While dance grooves dominate the sonic of these eight tracks, one called “Honey My Friend” hearkens back to the gospel music Wash grew up singing. It’s an old school ode to friendship, built around a churchy acoustic piano frame and featuring a choir-like backing chorus. Although Wash sings it to a friend (or, perhaps, a lover), this lyric could just as easily be addressed to the Jesus she often sang about as a child in church. The album opens with the self-affirming “Glamour Flows,” which has a bit of a Motown feel flowing through it. With its lyric, Wash makes it clear that true glamour comes from within. As one who has struggled with her weight, this song’s positive body image message sounds a lot like the sorts of similar songs that have made Lizzo famous of late. Wash and Izora Armstead (as The Weather Girls) were two plus-sized women when they rode the success of “It’s Raining Men,” back in 1982. This was a full six years before Lizzo was even born!
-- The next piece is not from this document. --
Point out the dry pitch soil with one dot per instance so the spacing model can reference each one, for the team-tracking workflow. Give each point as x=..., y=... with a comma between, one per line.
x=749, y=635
“Like Fire” is yet another album track that features soulful horns on it. So, while, Love & Conflict is ‘new’ music, many of these arrangements include recognizable old school musical elements. Such instrumental inclusions are music to many listeners’ ears. So much of today’s music is so instrumentally sparse, it just feels good to hear so much full-bodied music.

Hopefully, Love & Conflict will implant Martha Wash’s name onto your brain. The album proves how she is so much more than just a talented singing voice for hire. She probably could have been a superstar (like Lizzo) with different career breaks. Enjoy Wash’s music, as you always (possibly unknowingly) have, only now remember her name.